Amy Coney Barrett Will Upend American Life as We Know It

On social issues, Barrett is universally expected to push the court further right. The Roberts Court has not been as hostile to LGBT rights as feared since Kennedy’s retirement two years ago. Earlier this year, the court ruled in Bostock v. Clayton County that Title VII protects gay and transgender workers from workplace discrimination, with The three dissenting justices sharply criticized the decision for supposedly abandoning textualism; legal conservatives beyond the court expressed shock and dismay, not least because it was Scalia’s successor who had written the opinion. Earlier this month, Justices Clarence Thomas and Samuel Alito wrote that the court should consider narrowing its ruling in Obergefell v. Hodges, the landmark 2015 ruling that same-sex couples had the right to marry nationwide.

Overturning Obergefell itself would be a long shot at best, as Thomas and Alito appeared to recognize in their statement on a denied case. The Census Bureau estimated last year that there are currently about a half-million married same-sex couples in the United States. To undo Obergefell would be to effectively shred their marriage licenses, a “reliance interest” that might be impossible for a majority of the current court to overlook. But the conservatives justices could recognize religious exceptions to anti-discrimination laws that would limit protections for gay and lesbian Americans in housing, education, and the workplace. Transgender Americans’ legal rights, which remain hazily defined, may progress no further in the courts for the foreseeable future.

And then there’s the trajectory of American constitutional law itself. In dissents and concurring opinions, for example, Thomas regularly calls for major precedents to be “revisited,” suggesting that they may be erroneous or unworkable. Among the landmark decisions recently questioned by Thomas are New York Times v. Sullivan, which shields news outlets and individuals from all but the most well-justified libel lawsuits; Batson v. Kentucky, which forbids racial discrimination in jury selection; and Mapp v. Ohio, which held that the Fourth Amendment requires courts to exclude criminal evidence obtained through illegal means. He is not the only justice who raises questions about past decisions, of course, but he is by far the most prolific among them.

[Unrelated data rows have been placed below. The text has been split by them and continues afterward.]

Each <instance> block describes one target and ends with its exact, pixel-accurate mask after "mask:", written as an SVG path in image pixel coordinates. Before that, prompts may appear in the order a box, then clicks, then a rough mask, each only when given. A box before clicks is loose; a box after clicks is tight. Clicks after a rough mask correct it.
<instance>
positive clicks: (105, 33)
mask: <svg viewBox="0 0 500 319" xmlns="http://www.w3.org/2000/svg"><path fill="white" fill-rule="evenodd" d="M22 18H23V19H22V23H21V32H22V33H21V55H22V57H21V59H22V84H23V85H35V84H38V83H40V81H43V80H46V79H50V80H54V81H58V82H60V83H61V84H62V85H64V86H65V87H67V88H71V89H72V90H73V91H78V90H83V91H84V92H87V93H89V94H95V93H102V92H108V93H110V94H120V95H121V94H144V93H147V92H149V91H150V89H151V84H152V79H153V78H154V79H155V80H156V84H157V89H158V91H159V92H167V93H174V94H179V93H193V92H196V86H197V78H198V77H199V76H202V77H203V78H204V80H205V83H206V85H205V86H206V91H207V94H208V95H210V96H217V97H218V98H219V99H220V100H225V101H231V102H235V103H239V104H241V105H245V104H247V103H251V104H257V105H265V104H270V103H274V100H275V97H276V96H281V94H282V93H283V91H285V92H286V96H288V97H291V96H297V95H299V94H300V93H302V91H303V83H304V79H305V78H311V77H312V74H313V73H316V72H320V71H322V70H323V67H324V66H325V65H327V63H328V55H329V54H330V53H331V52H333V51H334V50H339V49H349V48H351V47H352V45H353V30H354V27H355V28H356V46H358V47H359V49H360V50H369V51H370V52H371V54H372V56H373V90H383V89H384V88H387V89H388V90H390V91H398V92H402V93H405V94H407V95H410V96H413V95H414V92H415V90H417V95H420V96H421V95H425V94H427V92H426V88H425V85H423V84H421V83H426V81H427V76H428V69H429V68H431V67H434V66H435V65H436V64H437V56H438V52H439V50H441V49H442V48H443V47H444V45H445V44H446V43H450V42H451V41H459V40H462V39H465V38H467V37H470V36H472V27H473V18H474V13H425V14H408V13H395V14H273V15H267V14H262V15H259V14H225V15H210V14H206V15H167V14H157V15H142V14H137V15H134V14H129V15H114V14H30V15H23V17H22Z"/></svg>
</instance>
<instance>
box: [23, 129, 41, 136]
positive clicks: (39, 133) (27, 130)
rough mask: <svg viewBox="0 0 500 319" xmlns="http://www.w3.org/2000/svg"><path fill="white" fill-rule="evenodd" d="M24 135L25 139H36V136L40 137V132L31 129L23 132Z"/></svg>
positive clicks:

Barrett is not Thomas, of course. Like Scalia, she may take a more humble approach to overturning rulings that are deeply embedded in American society and life. But her conservative colleagues have hardly shied away from making sea changes of their own. In the last 15 years, the Roberts Court has blocked federal courts from ruling on partisan gerrymandering, struck down major provisions of the Voting Rights Act of 1965 and the 2002 campaign-finance reform law, ruled that the Second Amendment and part of the Eighth Amendment apply to the states, and much more. Barrett’s presence may make it easier for conservatives to reach sweeping constitutional decisions now that they can maintain a majority even if one of them breaks ranks.